Je viens de découvrir un film bien intéressant et assez original consacré aux malfaisances de Satan et à la façon habile, insidieuse et terrifiante que le Prince des Ténèbres emploie pour pervertir les âmes. L’éditeur n’a pas eu la main mauvaise en publiant l’adaptation d’un roman intitulé Sanctuaire, écrit par James Herbert, écrivain dont j’ignore tout mais qui semble avoir une grande notoriété dans le domaine de la littérature d’épouvante. Notoriété justifiée au vu de l’originalité de l’histoire relatée dans La Chapelle du diable par le réalisateur Evan Spiliotopoulos, avant tout scénariste habitué de films fantastiques.
Ce n’est pas si facile de mettre en scène un film sur le Démon, qui ne soit pas caricatural et simpliste ; la tentation (je choisis le mot à dessein) consiste à multiplier les images épouvantables et à flatter le goût du public pour les coups au cœur. Spiliotopoulos n’est pas absolument dépourvu de ce défaut et les quinze dernières minutes de La Chapelle du diable y tombent carrément, ce qui fait un peu fléchir mon appréciation ; mais je suppose que, commercialement parlant, il fallait passer par là. Dommage : le Diable n’est jamais si convaincant que lorsqu’il s’avance feutré et cauteleux (tiens, voyez La main du diable de Maurice Tourneur pour comprendre ce que je veux dire).
Ce n’est pas facile non plus de tourner, dans une veine très encombrée, un film qui fait peur ; à tout le moins qui fait naître l’inquiétude. D’ailleurs le réalisateur, qui connaît sa grammaire et son vocabulaire cinématographiques, est bien contraint de puiser des idées chez les grands précurseurs. J’ai essentiellement décelé l’influence du Masque du démon de Mario Bava et de l’indépassable Exorciste de William Friedkin. Mais on pourrait distinguer, ici et là, d’autres influences ; d’ailleurs on ne rate jamais ses effets lorsque l’on filme une forêt nocturne envahie par la brume. Et c’est très bien ainsi, parce que c’est là une atmosphère qui fiche effectivement les chocottes.

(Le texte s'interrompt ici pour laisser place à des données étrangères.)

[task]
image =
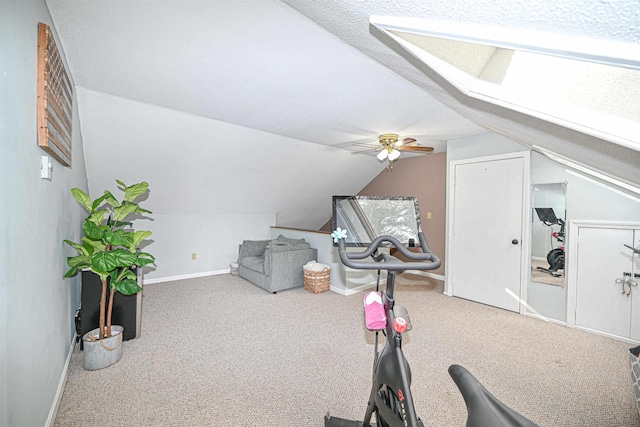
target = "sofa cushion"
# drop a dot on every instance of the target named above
(255, 263)
(291, 242)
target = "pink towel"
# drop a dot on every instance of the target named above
(375, 317)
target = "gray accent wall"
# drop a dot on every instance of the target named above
(36, 304)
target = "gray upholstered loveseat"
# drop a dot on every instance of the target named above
(275, 264)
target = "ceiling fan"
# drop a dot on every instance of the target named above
(390, 148)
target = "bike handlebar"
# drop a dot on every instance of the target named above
(425, 260)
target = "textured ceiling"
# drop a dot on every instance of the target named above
(300, 78)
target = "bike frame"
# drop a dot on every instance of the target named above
(392, 371)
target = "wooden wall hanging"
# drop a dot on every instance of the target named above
(55, 99)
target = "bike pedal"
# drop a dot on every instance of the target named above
(402, 312)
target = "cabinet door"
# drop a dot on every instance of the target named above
(635, 293)
(602, 258)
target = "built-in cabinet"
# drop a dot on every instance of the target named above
(603, 292)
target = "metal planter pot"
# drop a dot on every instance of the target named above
(100, 354)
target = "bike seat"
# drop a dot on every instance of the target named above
(484, 409)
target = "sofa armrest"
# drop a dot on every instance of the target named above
(281, 264)
(252, 248)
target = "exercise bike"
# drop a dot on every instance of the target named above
(555, 257)
(390, 399)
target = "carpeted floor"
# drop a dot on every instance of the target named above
(219, 351)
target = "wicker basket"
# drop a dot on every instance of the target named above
(317, 281)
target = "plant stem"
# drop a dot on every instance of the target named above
(103, 301)
(110, 310)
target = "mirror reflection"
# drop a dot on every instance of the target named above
(367, 217)
(548, 233)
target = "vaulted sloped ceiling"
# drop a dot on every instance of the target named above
(252, 106)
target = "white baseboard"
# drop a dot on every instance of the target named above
(427, 274)
(185, 276)
(61, 383)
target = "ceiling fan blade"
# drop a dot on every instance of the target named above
(371, 150)
(415, 148)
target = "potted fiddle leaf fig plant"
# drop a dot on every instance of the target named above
(110, 248)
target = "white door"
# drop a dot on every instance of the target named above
(601, 304)
(486, 241)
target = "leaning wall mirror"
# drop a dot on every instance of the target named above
(548, 233)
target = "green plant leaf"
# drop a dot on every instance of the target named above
(119, 237)
(123, 258)
(138, 237)
(97, 217)
(82, 198)
(145, 259)
(132, 193)
(80, 261)
(92, 230)
(98, 202)
(122, 211)
(93, 245)
(103, 262)
(126, 287)
(110, 199)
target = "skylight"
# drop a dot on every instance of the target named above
(592, 86)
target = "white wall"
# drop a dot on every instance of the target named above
(587, 199)
(36, 304)
(214, 238)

Pour faire bref, voilà l’intrigue : Jerry Fenn (Jeffrey Dean Morgan), journaliste qui fut célèbre mais qui, grisé par cette célébrité est allé trop loin en inventant de faux faits divers et qui désormais vivote, est appelé pour une pige à Banfield, bourgade perdue du Massachusetts. Le fait divers – la mutilation sadique d’une vache, mode récente qui désormais fait flores – fait long feu. Par une suite de hasards (guère convaincants au demeurant), Fenn découvre l’étrange relation que la jeune Alice (Cricket Brown), orpheline sourde et muette hébergée par son oncle, le prêtre catholique Hagan (William Sadler) entretient avec une Dame qui lui parle et la conseille. Et peu à peu, la Dame conduit Alice à dispenser autour d’elle des miracles ; en premier lieu le sien propre puisqu’elle recouvre la parole.

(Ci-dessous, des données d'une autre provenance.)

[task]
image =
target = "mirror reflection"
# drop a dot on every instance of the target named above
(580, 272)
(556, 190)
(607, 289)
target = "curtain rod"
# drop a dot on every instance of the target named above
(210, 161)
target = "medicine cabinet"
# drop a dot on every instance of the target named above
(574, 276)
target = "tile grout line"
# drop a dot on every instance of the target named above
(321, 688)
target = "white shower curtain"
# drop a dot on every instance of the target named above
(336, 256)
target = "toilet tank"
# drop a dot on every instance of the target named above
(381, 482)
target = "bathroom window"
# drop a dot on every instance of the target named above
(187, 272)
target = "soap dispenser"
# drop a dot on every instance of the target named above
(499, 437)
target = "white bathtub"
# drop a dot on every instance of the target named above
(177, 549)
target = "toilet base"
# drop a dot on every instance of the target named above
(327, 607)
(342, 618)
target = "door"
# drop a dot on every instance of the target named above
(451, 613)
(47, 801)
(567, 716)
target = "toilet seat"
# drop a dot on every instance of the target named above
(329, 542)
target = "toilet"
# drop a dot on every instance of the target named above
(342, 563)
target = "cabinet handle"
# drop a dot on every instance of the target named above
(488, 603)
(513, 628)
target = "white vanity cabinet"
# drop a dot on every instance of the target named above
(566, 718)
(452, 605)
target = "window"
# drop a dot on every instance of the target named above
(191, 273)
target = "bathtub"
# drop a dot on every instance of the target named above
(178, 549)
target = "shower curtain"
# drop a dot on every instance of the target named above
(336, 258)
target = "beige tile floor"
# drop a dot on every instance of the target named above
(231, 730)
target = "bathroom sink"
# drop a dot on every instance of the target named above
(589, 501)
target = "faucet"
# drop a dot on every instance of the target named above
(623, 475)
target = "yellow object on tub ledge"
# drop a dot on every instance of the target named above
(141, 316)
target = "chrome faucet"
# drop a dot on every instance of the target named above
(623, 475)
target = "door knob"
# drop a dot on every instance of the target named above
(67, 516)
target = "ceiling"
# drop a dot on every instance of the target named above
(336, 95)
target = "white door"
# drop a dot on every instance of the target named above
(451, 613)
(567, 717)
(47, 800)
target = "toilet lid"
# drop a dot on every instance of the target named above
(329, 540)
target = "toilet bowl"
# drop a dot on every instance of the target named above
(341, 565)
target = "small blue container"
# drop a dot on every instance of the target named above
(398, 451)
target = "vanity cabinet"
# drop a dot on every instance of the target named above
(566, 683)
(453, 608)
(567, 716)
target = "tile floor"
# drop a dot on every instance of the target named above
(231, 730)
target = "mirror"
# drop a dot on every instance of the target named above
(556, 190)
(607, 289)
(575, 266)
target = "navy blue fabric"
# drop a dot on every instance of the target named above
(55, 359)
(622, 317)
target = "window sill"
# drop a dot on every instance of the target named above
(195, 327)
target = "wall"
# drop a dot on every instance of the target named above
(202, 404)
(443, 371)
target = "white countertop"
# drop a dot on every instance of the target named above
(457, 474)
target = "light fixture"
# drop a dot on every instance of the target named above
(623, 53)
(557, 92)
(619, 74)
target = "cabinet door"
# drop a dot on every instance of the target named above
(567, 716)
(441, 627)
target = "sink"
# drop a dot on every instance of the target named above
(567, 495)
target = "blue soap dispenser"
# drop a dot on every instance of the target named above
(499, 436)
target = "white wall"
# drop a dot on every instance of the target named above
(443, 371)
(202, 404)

Apparition et miracles : on évoque donc là la situation de Lourdes, de Fatima, de Medjugorje ; on évoque d’ailleurs assez mal ces sanctuaires de la piété populaire puisque l’Archevêque de Boston (Cary Elwes), émoustillé à l’idée que son Diocèse pourrait abriter un site sacré – et rémunérateur – indique en conférence de presse qu’à Lourdes ont eu lieu depuis 1858, plus de 50000 miracles alors qu’aujourd’hui l’Église ne reconnaît que 70 guérisons. Admettons de toute façon que ce n’est pas dans un film de ce genre qu’on peut trouver une orientation bien ferme et une théologie solide.
Ce qui est très intéressant dans le film, c’est donc la conduite de Satan : c’est lui qui, depuis l’origine mène la danse ; il a d’ailleurs commencé très tôt puisqu’il a dès la fondation de Banfield, en 1845, infesté l’esprit de Mary Elnor (Marina Mazepa), qui fut brûlée, portant sur le visage un masque (c’est là l’influence de Bava) et qui est une ancêtre directe de la jeune Alice et son vecteur maléfique.

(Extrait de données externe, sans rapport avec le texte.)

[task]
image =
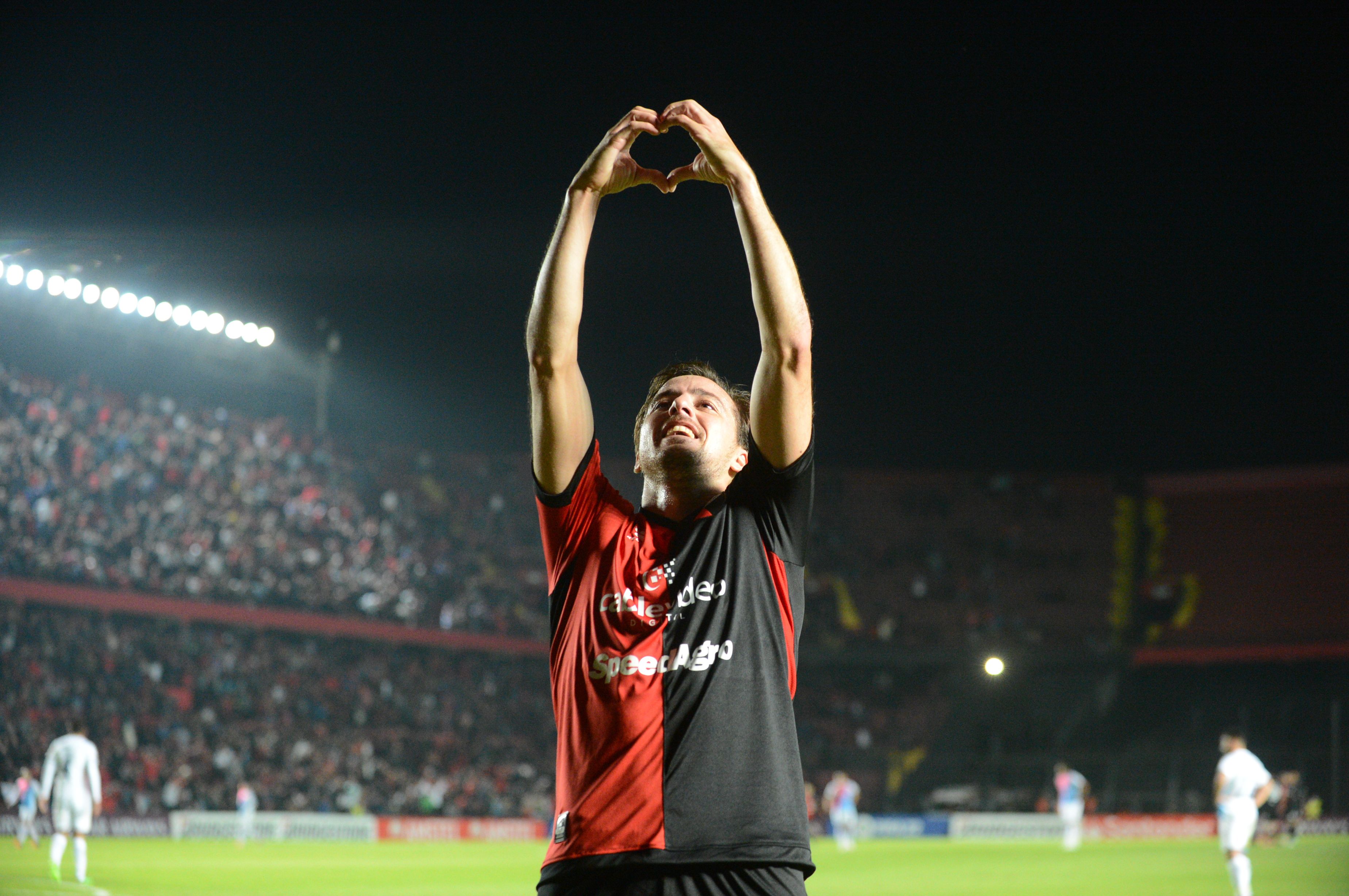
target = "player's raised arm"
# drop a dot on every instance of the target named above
(560, 412)
(781, 406)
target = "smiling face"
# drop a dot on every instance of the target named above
(691, 430)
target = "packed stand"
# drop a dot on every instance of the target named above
(181, 715)
(207, 505)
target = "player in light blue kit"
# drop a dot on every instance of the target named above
(841, 797)
(1073, 802)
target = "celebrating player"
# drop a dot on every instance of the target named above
(72, 783)
(1073, 801)
(1240, 787)
(675, 626)
(841, 797)
(27, 793)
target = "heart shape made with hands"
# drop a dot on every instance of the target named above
(612, 167)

Le film ne manque pas de structure et ce qu’il réussit le mieux, c’est de montrer le caractère insidieux, trompeur – à proprement parler satanique – du Démon qui est prêt de triompher. J’aurais aimé qu’il allât au bout de sa logique, dévastant les âmes et la contrée. Mais ça se termine bien.
Dommage : la réalité est moins optimiste.